BelstrelGit / OtusDataDriven

1 stars 1 forks source link

do you know code example to run criteo-1tb-benchmark fully locally , without spark? kind of online learning? for https://labs.criteo.com/2013/12/download-terabyte-click-logs-2/ #1

Open Sandy4321 opened 4 years ago

Sandy4321 commented 4 years ago

do you know code example to run criteo-1tb-benchmark fully locally , without spark? kind of online learning? for https://labs.criteo.com/2013/12/download-terabyte-click-logs-2/

BelstrelGit commented 4 years ago

Hi Sandy, no, I don't work without spark. What you mean "locally"? spark also work standalone mode at local machine, without cluster.

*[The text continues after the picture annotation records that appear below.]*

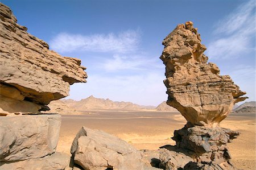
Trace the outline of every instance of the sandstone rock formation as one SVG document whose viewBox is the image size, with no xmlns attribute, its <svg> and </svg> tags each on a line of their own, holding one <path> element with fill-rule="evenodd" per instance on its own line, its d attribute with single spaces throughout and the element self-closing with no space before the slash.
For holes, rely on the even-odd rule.
<svg viewBox="0 0 256 170">
<path fill-rule="evenodd" d="M 245 108 L 245 107 L 256 107 L 256 102 L 255 101 L 251 101 L 251 102 L 246 102 L 244 103 L 241 105 L 240 106 L 238 106 L 237 108 L 234 109 L 234 111 L 237 111 L 238 110 L 240 110 L 241 109 Z"/>
<path fill-rule="evenodd" d="M 85 82 L 85 68 L 16 22 L 0 3 L 0 169 L 64 169 L 69 155 L 55 152 L 61 116 L 40 111 Z"/>
<path fill-rule="evenodd" d="M 168 105 L 166 102 L 163 102 L 159 105 L 155 109 L 157 111 L 179 111 L 175 108 Z"/>
<path fill-rule="evenodd" d="M 85 82 L 79 59 L 49 50 L 17 24 L 8 7 L 0 3 L 0 115 L 38 114 L 51 101 L 67 96 L 70 85 Z"/>
<path fill-rule="evenodd" d="M 70 161 L 69 155 L 56 152 L 43 158 L 24 160 L 19 161 L 0 161 L 0 170 L 33 169 L 56 170 L 64 169 Z"/>
<path fill-rule="evenodd" d="M 0 161 L 38 158 L 55 152 L 60 115 L 0 117 Z"/>
<path fill-rule="evenodd" d="M 207 63 L 207 49 L 193 23 L 179 24 L 163 40 L 160 56 L 166 65 L 167 104 L 177 109 L 188 122 L 217 125 L 234 104 L 247 97 L 229 76 L 220 76 L 213 63 Z M 217 50 L 217 49 L 216 49 Z"/>
<path fill-rule="evenodd" d="M 75 163 L 84 169 L 154 169 L 145 167 L 141 153 L 127 142 L 84 126 L 73 141 L 71 153 Z"/>
</svg>

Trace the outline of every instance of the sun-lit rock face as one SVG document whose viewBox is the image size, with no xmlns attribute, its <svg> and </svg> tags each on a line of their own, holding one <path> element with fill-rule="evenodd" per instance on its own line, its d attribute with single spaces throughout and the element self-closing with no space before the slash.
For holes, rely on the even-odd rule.
<svg viewBox="0 0 256 170">
<path fill-rule="evenodd" d="M 234 103 L 247 97 L 229 76 L 220 76 L 215 64 L 207 63 L 197 28 L 192 22 L 179 24 L 163 40 L 160 59 L 166 65 L 164 81 L 167 104 L 192 125 L 216 125 Z M 216 50 L 218 50 L 216 49 Z"/>
<path fill-rule="evenodd" d="M 0 3 L 0 115 L 38 113 L 50 101 L 67 96 L 70 85 L 86 82 L 80 60 L 49 50 L 27 30 Z"/>
</svg>

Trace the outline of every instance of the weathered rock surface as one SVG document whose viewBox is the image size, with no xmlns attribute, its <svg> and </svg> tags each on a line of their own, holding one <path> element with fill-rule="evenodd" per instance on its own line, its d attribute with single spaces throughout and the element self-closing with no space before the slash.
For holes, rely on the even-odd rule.
<svg viewBox="0 0 256 170">
<path fill-rule="evenodd" d="M 226 144 L 238 135 L 239 132 L 228 128 L 189 127 L 187 124 L 174 131 L 172 139 L 176 142 L 176 147 L 192 151 L 187 154 L 194 161 L 185 166 L 184 169 L 236 169 L 229 161 L 231 155 Z"/>
<path fill-rule="evenodd" d="M 193 23 L 179 24 L 163 40 L 160 59 L 166 65 L 167 104 L 177 109 L 192 125 L 216 125 L 234 104 L 247 97 L 229 76 L 220 76 L 213 63 L 207 63 L 197 29 Z M 217 49 L 216 49 L 217 50 Z"/>
<path fill-rule="evenodd" d="M 0 103 L 3 96 L 5 101 L 7 97 L 17 100 L 17 105 L 22 104 L 18 101 L 31 102 L 42 107 L 39 111 L 45 110 L 44 105 L 68 95 L 70 85 L 86 81 L 85 68 L 79 59 L 63 57 L 49 50 L 46 42 L 27 30 L 0 3 Z M 3 115 L 14 111 L 10 106 L 0 107 Z M 35 113 L 36 107 L 20 111 Z"/>
<path fill-rule="evenodd" d="M 154 169 L 146 167 L 141 154 L 126 142 L 84 126 L 71 149 L 75 163 L 85 169 Z"/>
<path fill-rule="evenodd" d="M 56 152 L 42 158 L 19 161 L 0 161 L 0 170 L 56 170 L 64 169 L 69 163 L 69 155 Z"/>
<path fill-rule="evenodd" d="M 0 161 L 39 158 L 53 154 L 60 115 L 0 117 Z"/>
<path fill-rule="evenodd" d="M 244 107 L 255 107 L 256 108 L 256 102 L 255 101 L 251 101 L 251 102 L 246 102 L 244 103 L 238 107 L 236 107 L 234 110 L 237 111 L 238 110 L 240 110 L 241 109 L 243 109 Z M 248 107 L 247 107 L 248 108 Z"/>
<path fill-rule="evenodd" d="M 175 108 L 168 105 L 166 102 L 163 102 L 159 105 L 155 109 L 157 111 L 179 111 Z"/>
</svg>

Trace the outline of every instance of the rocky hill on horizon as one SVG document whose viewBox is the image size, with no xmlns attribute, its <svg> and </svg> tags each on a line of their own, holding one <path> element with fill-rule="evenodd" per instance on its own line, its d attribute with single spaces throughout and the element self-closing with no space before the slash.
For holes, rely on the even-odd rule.
<svg viewBox="0 0 256 170">
<path fill-rule="evenodd" d="M 246 102 L 234 109 L 234 112 L 237 113 L 256 113 L 256 102 Z"/>
<path fill-rule="evenodd" d="M 162 102 L 159 104 L 155 109 L 157 111 L 179 111 L 175 108 L 168 105 L 166 103 L 166 101 Z"/>
<path fill-rule="evenodd" d="M 61 107 L 69 107 L 73 110 L 142 110 L 154 109 L 154 106 L 143 106 L 133 103 L 130 102 L 117 102 L 110 100 L 109 98 L 104 99 L 94 97 L 90 96 L 80 101 L 75 101 L 72 99 L 63 99 L 51 102 L 48 105 L 51 109 L 49 111 L 56 111 L 55 108 L 59 105 L 59 108 Z M 64 106 L 65 105 L 65 106 Z M 57 111 L 56 111 L 57 112 Z"/>
</svg>

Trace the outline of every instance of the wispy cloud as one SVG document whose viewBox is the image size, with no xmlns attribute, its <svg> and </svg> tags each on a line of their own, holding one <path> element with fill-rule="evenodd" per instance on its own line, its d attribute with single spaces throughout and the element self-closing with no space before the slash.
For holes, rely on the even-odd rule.
<svg viewBox="0 0 256 170">
<path fill-rule="evenodd" d="M 215 59 L 235 58 L 255 50 L 255 1 L 249 1 L 219 21 L 207 54 Z"/>
<path fill-rule="evenodd" d="M 136 50 L 141 31 L 128 30 L 118 34 L 82 35 L 62 32 L 50 42 L 50 47 L 59 52 L 75 51 L 125 53 Z"/>
<path fill-rule="evenodd" d="M 71 86 L 71 96 L 67 98 L 80 100 L 93 94 L 114 101 L 156 106 L 167 98 L 164 78 L 163 73 L 153 72 L 126 76 L 90 74 L 87 83 Z"/>
<path fill-rule="evenodd" d="M 150 58 L 145 57 L 143 54 L 125 55 L 114 55 L 103 61 L 99 67 L 103 68 L 107 72 L 117 72 L 118 71 L 140 71 L 151 70 L 155 68 L 164 69 L 163 64 L 158 57 Z"/>
</svg>

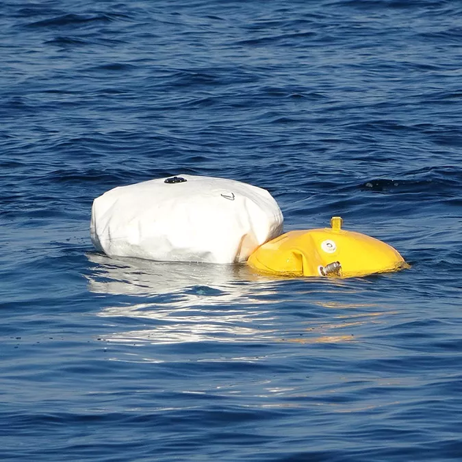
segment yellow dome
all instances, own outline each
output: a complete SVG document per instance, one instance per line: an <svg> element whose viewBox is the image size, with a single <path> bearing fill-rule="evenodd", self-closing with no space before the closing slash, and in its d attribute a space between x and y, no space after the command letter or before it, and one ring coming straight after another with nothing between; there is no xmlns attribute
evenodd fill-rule
<svg viewBox="0 0 462 462"><path fill-rule="evenodd" d="M370 236L344 231L342 218L331 228L293 231L259 247L248 264L266 273L354 277L409 268L391 246Z"/></svg>

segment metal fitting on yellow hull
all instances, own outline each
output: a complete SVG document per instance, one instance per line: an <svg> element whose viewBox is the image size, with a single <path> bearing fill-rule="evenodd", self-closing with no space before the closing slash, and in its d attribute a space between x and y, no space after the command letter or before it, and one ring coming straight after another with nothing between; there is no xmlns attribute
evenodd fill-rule
<svg viewBox="0 0 462 462"><path fill-rule="evenodd" d="M357 277L398 271L409 265L391 246L370 236L331 228L293 231L260 246L247 264L259 272L281 276Z"/></svg>

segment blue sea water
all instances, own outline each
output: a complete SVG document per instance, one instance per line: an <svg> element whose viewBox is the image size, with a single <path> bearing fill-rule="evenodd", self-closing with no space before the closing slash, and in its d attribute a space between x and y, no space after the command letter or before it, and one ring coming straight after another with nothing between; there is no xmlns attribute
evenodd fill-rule
<svg viewBox="0 0 462 462"><path fill-rule="evenodd" d="M462 3L5 0L0 459L462 460ZM109 258L92 201L268 189L363 279Z"/></svg>

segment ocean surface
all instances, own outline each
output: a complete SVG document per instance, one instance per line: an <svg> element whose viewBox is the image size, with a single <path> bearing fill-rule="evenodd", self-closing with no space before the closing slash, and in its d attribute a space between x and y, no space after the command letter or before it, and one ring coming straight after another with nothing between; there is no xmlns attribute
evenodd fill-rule
<svg viewBox="0 0 462 462"><path fill-rule="evenodd" d="M0 460L462 460L462 3L4 0ZM268 190L361 279L109 258L93 199Z"/></svg>

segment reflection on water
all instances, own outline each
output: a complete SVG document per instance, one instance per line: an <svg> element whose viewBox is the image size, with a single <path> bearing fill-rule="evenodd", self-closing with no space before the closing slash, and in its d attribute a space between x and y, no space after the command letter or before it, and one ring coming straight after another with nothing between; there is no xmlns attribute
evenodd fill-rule
<svg viewBox="0 0 462 462"><path fill-rule="evenodd" d="M88 257L92 264L87 276L90 291L136 296L136 303L106 307L99 313L137 320L136 329L107 336L110 342L357 342L358 329L386 322L383 315L390 314L378 303L339 302L339 294L354 299L359 290L341 280L269 279L245 266ZM292 305L295 314L288 320L287 307ZM310 313L313 316L305 317Z"/></svg>
<svg viewBox="0 0 462 462"><path fill-rule="evenodd" d="M202 294L214 296L215 286L269 280L253 273L246 265L153 261L98 253L87 257L94 264L92 275L87 277L90 290L97 293L149 296L202 286L205 292Z"/></svg>

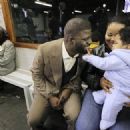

Sandy4321 commented 4 years ago

Yes it is the question How to process this data without spark at all Spark has advantages for many computers But for processing on one local computer it is useless and even harmful

Sandy4321 commented 4 years ago

https://stackoverflow.com/questions/38079853/how-can-i-implement-incremental-training-for-xgboost

Sandy4321 commented 4 years ago

Incremental learning is the golden key in this situation

BelstrelGit commented 4 years ago

Sorry, i use spark for DE job, how work with big data without spark don't now( With AI model I will start work at next mounth and it will simple work . Now I nub at this question)

BelstrelGit commented 4 years ago

If data not big you can simple work at simple program at scala or python)